The Bridge
- Broadcast area: United States Canada
- Frequencies: Sirius XM Radio 14 Dish Network 6032

Programming
- Format: Soft rock/Adult contemporary (1960s-1990s)

Ownership
- Owner: Sirius XM Radio

History
- Former frequencies: Sirius XM 10 (2004-2008) Sirius XM 32 (2008-2020) Sirius XM 17 (2020-2023) Sirius XM 27 (2023-2026)

Technical information
- Class: Satellite radio station

Links
- Website: SiriusXM: The Bridge

= The Bridge (SiriusXM) =

Sirius XM satellite radio channel

The Bridge is on Sirius XM Radio channel 14 and Dish Network 6032. It is devoted to gold-based soft rock and adult contemporary music. The channel is programmed by Mary Sue Twohy. The channel plays mainly 1970s acts, such as Fleetwood Mac, James Taylor, Carole King, Jackson Browne, Elton John, Jim Croce, the Eagles, America, and Billy Joel, along with some later 1980s and 1990s artists like Sting, Bonnie Raitt, and others. It was basically the 1960s and 1970s counterpart of the former StarLite channel for the Sirius service before the Sirius/XM merger replaced StarLite with The Blend (which covers adult contemporary music from the 1970s-now).
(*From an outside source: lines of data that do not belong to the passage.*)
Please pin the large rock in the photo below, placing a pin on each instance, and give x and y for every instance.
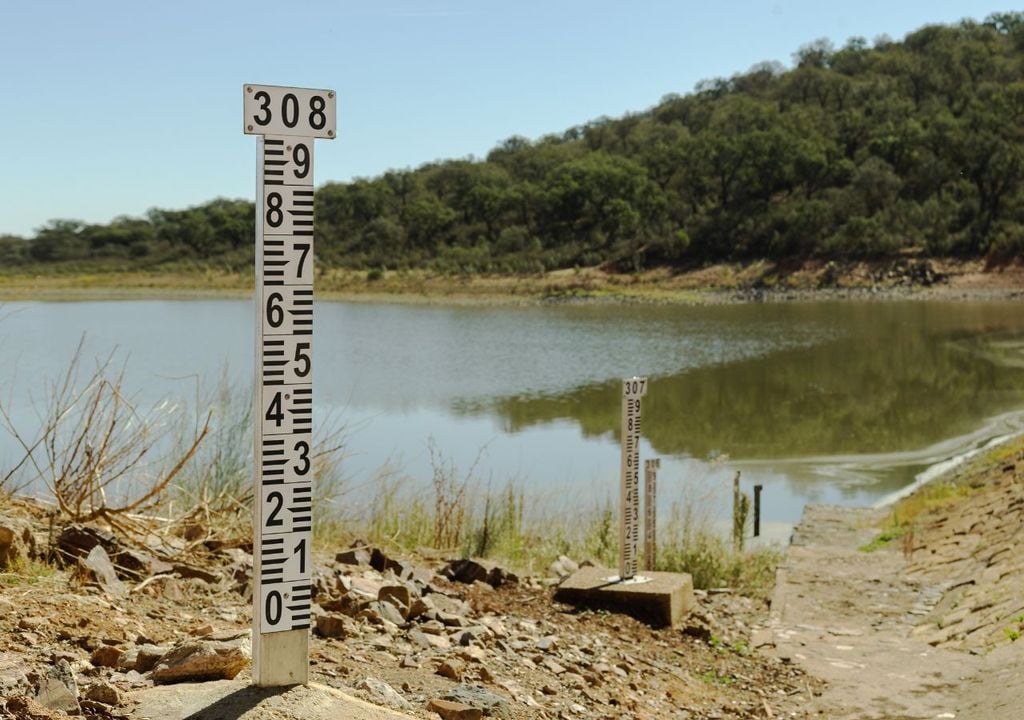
(12, 677)
(471, 570)
(382, 693)
(202, 660)
(57, 688)
(78, 540)
(25, 708)
(136, 564)
(492, 704)
(97, 567)
(450, 710)
(16, 542)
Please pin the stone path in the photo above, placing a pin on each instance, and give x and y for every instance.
(847, 617)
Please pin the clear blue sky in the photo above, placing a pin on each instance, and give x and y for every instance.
(111, 108)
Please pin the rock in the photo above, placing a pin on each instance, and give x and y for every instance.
(96, 567)
(57, 688)
(12, 676)
(492, 704)
(107, 657)
(466, 570)
(380, 562)
(452, 669)
(563, 566)
(397, 595)
(472, 635)
(142, 659)
(387, 611)
(202, 660)
(78, 540)
(450, 710)
(32, 624)
(353, 556)
(16, 542)
(470, 570)
(192, 572)
(331, 625)
(350, 603)
(135, 564)
(103, 692)
(384, 693)
(473, 653)
(25, 708)
(548, 643)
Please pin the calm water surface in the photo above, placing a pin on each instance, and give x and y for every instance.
(818, 401)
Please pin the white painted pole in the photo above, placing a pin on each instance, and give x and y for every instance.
(650, 468)
(287, 120)
(629, 502)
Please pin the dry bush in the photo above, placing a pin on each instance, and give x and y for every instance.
(93, 439)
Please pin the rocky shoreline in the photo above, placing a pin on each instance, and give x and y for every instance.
(100, 623)
(119, 621)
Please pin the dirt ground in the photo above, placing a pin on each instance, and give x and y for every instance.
(922, 627)
(925, 626)
(530, 655)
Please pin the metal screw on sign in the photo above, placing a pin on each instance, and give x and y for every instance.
(287, 120)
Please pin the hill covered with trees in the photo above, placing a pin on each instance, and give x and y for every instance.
(857, 152)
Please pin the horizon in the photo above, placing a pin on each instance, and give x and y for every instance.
(176, 141)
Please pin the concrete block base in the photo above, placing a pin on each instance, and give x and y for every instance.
(662, 601)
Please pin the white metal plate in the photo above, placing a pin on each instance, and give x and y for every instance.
(286, 459)
(288, 161)
(271, 110)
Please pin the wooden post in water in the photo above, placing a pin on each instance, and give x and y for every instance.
(737, 526)
(757, 510)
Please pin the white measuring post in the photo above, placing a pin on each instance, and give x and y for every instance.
(287, 121)
(633, 390)
(650, 468)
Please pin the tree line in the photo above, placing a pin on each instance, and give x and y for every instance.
(854, 152)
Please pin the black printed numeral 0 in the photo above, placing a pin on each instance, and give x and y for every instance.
(290, 112)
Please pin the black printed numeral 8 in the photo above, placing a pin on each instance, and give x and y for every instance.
(274, 214)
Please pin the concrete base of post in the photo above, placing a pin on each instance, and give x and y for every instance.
(663, 601)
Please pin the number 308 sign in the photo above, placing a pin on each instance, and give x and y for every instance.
(269, 110)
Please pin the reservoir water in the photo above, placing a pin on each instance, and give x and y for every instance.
(822, 401)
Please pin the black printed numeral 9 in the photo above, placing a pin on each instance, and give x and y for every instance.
(290, 111)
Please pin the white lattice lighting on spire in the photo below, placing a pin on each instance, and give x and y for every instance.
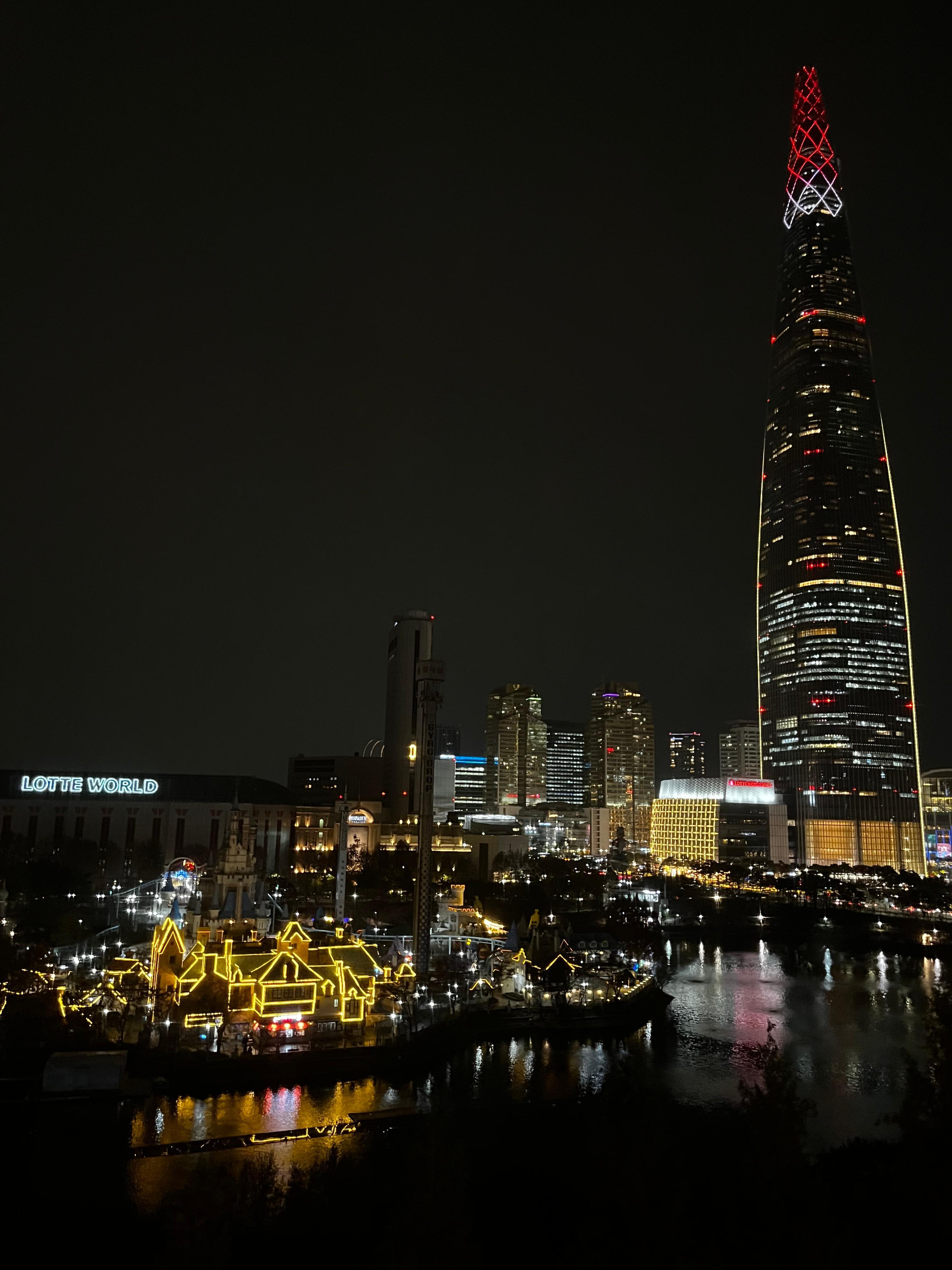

The Bridge, originally on Sirius channel 10, has often been removed from the lineup when the service wants to devote a channel to a single artist for a period of time, such as the Rolling Stones or the Who. On September 27, 2007, it was displaced by E Street Radio, devoted to the music of Bruce Springsteen. The channel could still be heard on Sirius' internet stream, however. These frequent and long-lasting periods of preemption have angered many subscribers.

The Bridge returned to the Sirius satellites on June 24, 2008 on channel 12, forcing Super Shuffle to take the SIR-2 stream formerly used by The Bridge.

On November 1, 2008, channel 12 switched to Led Zeppelin Radio, with The Bridge moved to channel 33. On November 12, 2008, channel 12 became The Pulse as part of the Sirius/XM merger, moving Led Zeppelin Radio to channel 33 and forcing The Bridge to go on hiatus for the rest of the year. The Bridge returned to Sirius (and debuted on XM) on January 1, 2009. The Bridge is available on Dish Network channel 6032. Until February 9, 2010, it was heard on DirecTV channel 849, but all of the SiriusXM programming was dropped in favor of Sonic Tap by DMX.

From February 14-March 13, 2009, the channel was temporarily pre-empted for Fireman Radio, a channel devoted to the music of Paul McCartney. From October 15-October 22, 2010, it was again pre-empted for Elton!, a channel devoted to the music of Elton John. From November 29-December 26, 2010, The Bridge was again pre-empted for Band on the Run Radio, another Paul McCartney oriented format.

On June 18, 2020, The Bridge moved from channel 32 to channel 17, replacing PopRocks. U2 X Radio took over The Bridge's former slot.

On November 8, 2023, The Bridge moved from channel 17 to channel 27, replacing Deep Tracks. Similarly formatted Yacht Rock Radio, and later, The Coffee House took over The Bridge's former slot.

On February 2, 2026, The Bridge moved once again from channel 27 to channel 14, moving the Life with John Mayer programming to channel 4. Alt 2k (2000s Alternative) took over the channel 27 slot.